Alex Duys, chief investment officer at Umthombo Wealth, says Truworths is very cheap at current levels and considering its attractive dividend yield, it is a strong buy.
Truworths is an investment holding company founded in 1917. It has 794 retail stores across Africa and 129 stores in the UK.
It showed strong organic growth in the twentieth century and was listed on the JSE and Namibian stock exchanges in 1998.
Over the last twenty years, Truworths acquired numerous businesses to bolster growth, including:
- Young Designers Emporium in 2003
- Uzzi in 2006
- Earthaddict in 2015
- Earthchild in 2015
- Naartjie in 2015
- Loads of Living in 2017
The group’s main operating companies are Truworths and Office Holdings, which primarily operate in the UK.
Duys is upbeat about Truworths’ prospects as an investment because of its 7.3% dividend yield.
He says the stock may have muted growth in the medium term, but the company has strong cash generation capabilities enabling the continuation of dividend payments.
Duys highlighted the company’s current 48% return on equity as a measure of the group’s strong performance.

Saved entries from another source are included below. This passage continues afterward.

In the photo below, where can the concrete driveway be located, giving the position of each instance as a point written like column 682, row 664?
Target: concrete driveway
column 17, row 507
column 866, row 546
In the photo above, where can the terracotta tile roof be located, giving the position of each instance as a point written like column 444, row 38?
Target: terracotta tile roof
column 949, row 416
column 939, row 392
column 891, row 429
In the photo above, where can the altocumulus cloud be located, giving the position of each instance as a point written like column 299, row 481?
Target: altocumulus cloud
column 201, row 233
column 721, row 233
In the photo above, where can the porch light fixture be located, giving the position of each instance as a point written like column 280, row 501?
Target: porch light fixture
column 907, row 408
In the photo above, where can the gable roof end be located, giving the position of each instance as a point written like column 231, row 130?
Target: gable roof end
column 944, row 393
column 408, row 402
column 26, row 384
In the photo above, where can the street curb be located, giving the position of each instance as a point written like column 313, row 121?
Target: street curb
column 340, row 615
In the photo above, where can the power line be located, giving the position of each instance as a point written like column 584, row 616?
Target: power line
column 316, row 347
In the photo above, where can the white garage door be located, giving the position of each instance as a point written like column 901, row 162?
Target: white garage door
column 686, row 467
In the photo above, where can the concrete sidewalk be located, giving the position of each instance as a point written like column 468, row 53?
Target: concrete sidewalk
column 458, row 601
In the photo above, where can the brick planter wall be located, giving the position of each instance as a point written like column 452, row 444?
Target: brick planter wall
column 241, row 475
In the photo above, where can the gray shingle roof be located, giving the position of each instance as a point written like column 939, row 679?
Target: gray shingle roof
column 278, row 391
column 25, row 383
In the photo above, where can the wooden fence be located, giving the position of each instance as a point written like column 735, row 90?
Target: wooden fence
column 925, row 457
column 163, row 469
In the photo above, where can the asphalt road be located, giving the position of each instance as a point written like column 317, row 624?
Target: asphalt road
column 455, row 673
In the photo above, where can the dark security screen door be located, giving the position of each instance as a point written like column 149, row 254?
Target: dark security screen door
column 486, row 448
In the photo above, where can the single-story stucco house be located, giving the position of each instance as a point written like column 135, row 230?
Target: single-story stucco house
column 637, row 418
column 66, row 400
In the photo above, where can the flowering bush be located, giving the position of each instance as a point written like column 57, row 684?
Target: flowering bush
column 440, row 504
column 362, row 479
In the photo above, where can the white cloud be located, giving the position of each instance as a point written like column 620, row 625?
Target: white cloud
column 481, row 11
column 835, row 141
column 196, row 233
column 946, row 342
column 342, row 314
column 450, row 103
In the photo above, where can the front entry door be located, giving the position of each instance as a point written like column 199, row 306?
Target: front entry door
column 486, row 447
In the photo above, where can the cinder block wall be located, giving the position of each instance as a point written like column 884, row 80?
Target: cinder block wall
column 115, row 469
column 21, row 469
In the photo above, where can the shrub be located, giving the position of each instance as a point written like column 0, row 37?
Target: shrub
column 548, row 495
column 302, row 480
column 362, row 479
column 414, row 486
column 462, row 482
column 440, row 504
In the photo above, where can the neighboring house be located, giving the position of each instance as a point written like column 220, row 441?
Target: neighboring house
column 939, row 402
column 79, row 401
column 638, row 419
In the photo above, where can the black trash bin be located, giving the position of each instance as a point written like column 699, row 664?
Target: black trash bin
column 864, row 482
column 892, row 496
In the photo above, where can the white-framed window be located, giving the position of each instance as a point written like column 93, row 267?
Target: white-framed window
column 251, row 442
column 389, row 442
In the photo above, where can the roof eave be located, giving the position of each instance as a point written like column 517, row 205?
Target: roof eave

The graph below shows Truworths’ dividend payments since 2016. The dividends have been declining over the period but have picked up strong from their low point in 2021.
Truworths has a sustainable dividend payout ratio of 53% of its earnings. The increase in dividends is a reassuring sight and is attributable to the group’s strong financial performance during the 2021/22 financial period.
Truworths’ net income margin compared favourably with two of its peers – Mr Price and The Foschini Group.
Truworths has a net income margin of 17.06%, much better than Mr Price’s 12.22% and The Foschini Group’s 6.71%.
One area of slight concern is its debt. Truworths’ debt-to-equity ratio increased from 0.64 to 0.83, and its current ratio – current asset relative to current liabilities – worsened from 1.75 to 1.68.
These levels are still in line with its industry peers and don’t signal major debt issues, but they should be monitored to prevent further worsening.
If Truworths can continue delivering financial performance in line with its latest results, the debt levels could easily be lowered.
The latest price-to-earnings (P/E) ratios in the South African clothing retailer segment show that Truworths is undervalued relative to its industry peers.
Truworths has a P/E ratio of 7.52, significantly lower than The Foschini Group’s 15.22 and Mr Price’s 15.12.
It shows that investors pay less per unit earnings in Truworths than with its industry peers, which may signal a good buying opportunity.